Despite a shaky economy prompting voters to hold their wallets tight, Tempe residents seemed set to overwhelmingly approve four bonds funding more than $240 million in improvements.
With early votes counted, representing about a third of all votes cast, three bonds received at least 72 percent approval. Those will fund improvements to the municipality’s public safety infrastructure, water system and road network.
And the fourth bond, for park improvements and community services, got the support of nearly two-thirds of the voters.
Barb Carter, secretary of the bond committee, said Tempe citizens trust the city to spend their money wisely.
“It’s a testament to the leadership of the city,” Carter said Tuesday night. “The people believe they get the most bang for their buck.”
The bonds were for:
• Installing new water and sewer pipelines and expanding treatment capacity; $113.3 million.

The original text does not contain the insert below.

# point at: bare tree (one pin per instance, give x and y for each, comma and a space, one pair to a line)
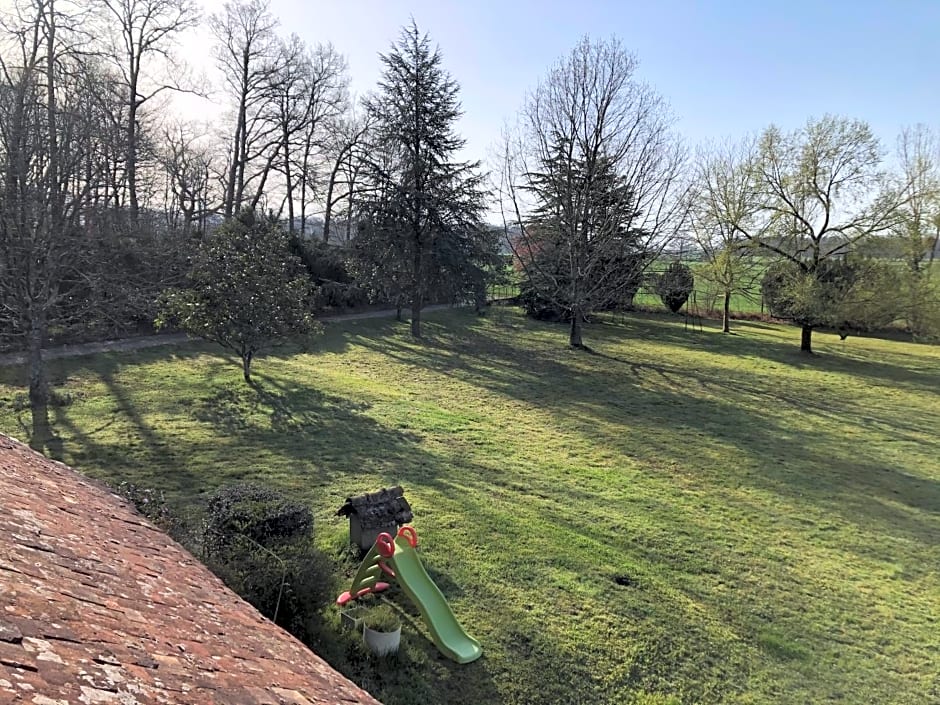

• Street improvements and storm drains; $44.2 million.
• Public safety; $32 million.
• Renovations to parks, sports facilities and city museum; a new scoreboard at Tempe Diablo Stadium; $51.8 million.
Bond proponents were leery of asking voters to approve multimillion-dollar bonds in a time of economic crisis.
In June, the Tempe City Council was worried enough to consider pushing back the bond election to next year. But the date was kept in place after a split vote. Carter, then on the council, was among the majority.
Troubles on Wall Street have created another point of concern.
Because of the credit crunch, many cities across the nation are finding it difficult to sell their municipal bonds. And when they do, they must offer interest rates far above what they are accustomed to paying.
In fact, some financial experts are touting the municipal bond market as undervalued for its low prices and high yields.